Nous émettons l’hypothèse d’une amélioration des habiletés conversationnelles des jeunes au cours de l’année. Ainsi, les capacités d’initiation, de réponse et de maintien des

adolescents ayant participé au GEHS s’amélioreront entre la première et la dernière séance de groupe. Plus précisément, nous supposons que cette progression au niveau des habiletés conversationnelles suscitera davantage d’adresses spontanées entre les jeunes. De ce fait nous faisons également l’hypothèse d’une augmentation des initiations, réponses et maintiens conversationnels entre les jeunes associés à une diminution de l’aide apportée par l’adulte.

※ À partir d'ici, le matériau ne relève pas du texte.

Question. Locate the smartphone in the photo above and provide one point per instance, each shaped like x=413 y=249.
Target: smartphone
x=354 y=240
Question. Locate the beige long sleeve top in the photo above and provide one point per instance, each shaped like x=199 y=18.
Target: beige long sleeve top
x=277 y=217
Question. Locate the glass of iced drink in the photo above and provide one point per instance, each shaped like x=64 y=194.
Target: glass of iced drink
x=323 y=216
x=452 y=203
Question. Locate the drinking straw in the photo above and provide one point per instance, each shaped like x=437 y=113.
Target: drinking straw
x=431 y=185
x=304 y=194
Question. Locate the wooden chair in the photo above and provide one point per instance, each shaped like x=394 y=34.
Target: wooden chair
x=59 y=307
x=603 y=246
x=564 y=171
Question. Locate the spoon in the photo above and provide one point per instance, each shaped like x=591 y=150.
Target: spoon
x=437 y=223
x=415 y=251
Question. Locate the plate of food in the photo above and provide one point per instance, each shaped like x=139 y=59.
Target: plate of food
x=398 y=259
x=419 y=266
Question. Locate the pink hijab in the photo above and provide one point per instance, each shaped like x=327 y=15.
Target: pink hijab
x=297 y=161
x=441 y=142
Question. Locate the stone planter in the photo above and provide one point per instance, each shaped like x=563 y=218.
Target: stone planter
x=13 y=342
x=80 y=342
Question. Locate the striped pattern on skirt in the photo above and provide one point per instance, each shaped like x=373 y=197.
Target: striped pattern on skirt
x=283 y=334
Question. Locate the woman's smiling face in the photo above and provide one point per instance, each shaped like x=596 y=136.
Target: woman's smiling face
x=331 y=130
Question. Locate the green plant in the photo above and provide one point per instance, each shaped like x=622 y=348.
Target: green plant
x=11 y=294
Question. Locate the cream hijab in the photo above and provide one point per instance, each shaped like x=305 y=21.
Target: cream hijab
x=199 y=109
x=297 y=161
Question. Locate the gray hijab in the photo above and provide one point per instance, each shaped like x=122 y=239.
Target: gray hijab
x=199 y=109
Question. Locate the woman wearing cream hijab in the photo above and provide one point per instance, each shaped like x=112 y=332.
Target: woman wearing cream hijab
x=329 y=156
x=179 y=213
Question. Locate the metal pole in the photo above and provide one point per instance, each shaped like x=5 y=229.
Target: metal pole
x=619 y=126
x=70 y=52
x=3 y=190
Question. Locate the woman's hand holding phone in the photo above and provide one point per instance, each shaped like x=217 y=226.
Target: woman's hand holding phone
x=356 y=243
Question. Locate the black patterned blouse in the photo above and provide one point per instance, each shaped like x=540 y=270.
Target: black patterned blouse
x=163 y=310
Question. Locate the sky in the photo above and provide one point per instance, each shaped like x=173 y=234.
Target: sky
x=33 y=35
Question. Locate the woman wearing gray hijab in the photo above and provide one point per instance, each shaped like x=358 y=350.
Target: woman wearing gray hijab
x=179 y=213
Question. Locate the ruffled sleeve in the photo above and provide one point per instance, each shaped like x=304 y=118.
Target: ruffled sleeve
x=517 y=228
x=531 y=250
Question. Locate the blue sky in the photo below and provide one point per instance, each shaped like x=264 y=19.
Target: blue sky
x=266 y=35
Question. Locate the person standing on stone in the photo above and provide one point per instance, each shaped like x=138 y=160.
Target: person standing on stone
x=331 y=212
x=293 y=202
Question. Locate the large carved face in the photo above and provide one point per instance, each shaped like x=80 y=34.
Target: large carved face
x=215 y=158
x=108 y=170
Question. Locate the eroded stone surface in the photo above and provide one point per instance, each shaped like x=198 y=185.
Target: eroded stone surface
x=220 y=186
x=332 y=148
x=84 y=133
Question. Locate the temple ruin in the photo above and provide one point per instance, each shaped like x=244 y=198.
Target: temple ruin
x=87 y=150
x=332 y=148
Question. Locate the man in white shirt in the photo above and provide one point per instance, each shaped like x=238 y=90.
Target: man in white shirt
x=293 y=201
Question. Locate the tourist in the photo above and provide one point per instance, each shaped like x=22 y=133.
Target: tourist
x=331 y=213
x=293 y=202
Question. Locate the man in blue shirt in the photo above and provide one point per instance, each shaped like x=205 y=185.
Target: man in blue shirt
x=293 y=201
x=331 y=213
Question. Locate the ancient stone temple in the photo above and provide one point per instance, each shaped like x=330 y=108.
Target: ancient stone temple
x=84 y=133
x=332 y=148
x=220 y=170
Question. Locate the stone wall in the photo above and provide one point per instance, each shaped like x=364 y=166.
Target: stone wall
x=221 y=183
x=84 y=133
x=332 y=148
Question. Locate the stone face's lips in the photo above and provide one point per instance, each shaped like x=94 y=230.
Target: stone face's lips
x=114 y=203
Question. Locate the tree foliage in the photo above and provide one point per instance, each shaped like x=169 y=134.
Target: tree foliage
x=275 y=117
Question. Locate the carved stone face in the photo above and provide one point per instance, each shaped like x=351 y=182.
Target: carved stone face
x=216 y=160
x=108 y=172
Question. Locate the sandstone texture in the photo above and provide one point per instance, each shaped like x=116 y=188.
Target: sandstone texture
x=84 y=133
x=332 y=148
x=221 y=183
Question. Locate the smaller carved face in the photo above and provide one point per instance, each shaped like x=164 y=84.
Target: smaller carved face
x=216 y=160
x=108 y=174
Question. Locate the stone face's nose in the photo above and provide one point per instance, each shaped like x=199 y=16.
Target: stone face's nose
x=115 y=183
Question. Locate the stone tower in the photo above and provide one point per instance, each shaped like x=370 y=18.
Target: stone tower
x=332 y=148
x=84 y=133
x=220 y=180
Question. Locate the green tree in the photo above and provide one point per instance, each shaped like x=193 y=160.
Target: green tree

Nous détaillerons plus précisément dans le chapitre 7 de notre thèse (portant sur l’élaboration et l’évaluation d’un GEHS) la méthodologie employée pour explorer l’évolution globale du groupe et les trajectoires développementales individuelles de chaque participant au fil des séances du groupe.

En résumé, cette thèse a un double objectif : 1) étudier les trajectoires développementales concernant le développement des processus inférentiels sociaux (théorie de l'esprit) et langagiers (compréhension du langage non-littéral) chez des enfants et adolescents avec un TSA comparativement à leurs témoins et 2) évaluer la progression développementale des enfants et adolescents avec un TSA participant à un GEHS portant spécifiquement sur les inférences sociales et langagières nécessaires au développement des habiletés conversationnelles.

Le Tableau 3 ci-après synthétise la présentation, les objectifs et hypothèses généraux de notre recherche.

Tableau 3. Présentation synthétisée de la recherche.

Présentation de la recherche :

En résumé, ce travail de recherche vise à approfondir notre compréhension des processus inférentiels chez les enfants et adolescents avec un TSA et à explorer des pistes de remédiations à travers la mise en place de GEHS. Ce travail de recherche comporte deux objectifs :

1) Etudier les trajectoires développementales concernant le développement des processus inférentiels sociaux (théorie de l'esprit) et langagiers (compréhension du langage non-littéral) chez des enfants et adolescents avec un TSA comparativement à leurs témoins.

Hypothèse générale n°1 : En ce qui concerne les inférences sociales et langagières, les performances des enfants et adolescents avec un TSA sont globalement inférieures à celles de leurs témoins sans TSA malgré une hiérarchisation identique des performances.

Hypothèse générale n°2 : La compréhension du langage non-littéral requiert des processus inférentiels nécessitant des compétences métareprésentationnelles (théorie de l’esprit) et des processus exécutifs.

2) Evaluer la progression développementale des enfants et adolescents avec un TSA participant à un GEHS portant spécifiquement sur les inférences sociales et langagières nécessaires au développement des habiletés conversationnelles. Nous postulons que ce GEHS pourra susciter les prises de perspective nécessaires à l’émergence d’habiletés sociales telles que les régulations des tours de parole et des règles conversationnelles. Il s’agira donc ici d’étudier l’évolution dynamique et longitudinale des performances des adolescents ayant participé à un GEHS.

Hypothèse générale n°3 : les habiletés conversationnelles des adolescents ayant participé au GEHS s’amélioreront au cours du suivi longitudinal notamment au niveau de l’initiation, la réponse et du maintien conversationnel.

Hypothèse générale n°4 : Les initiations, réponses et maintiens conversationnels entre les jeunes augmenteront tandis que les aides apportées par l’adulte diminueront.

Hypothèse générale n°5 : Le nombre total d’événements, incluant des initiatives, réponses et maintiens conversationnels, augmentera au cours du suivi longitudinal.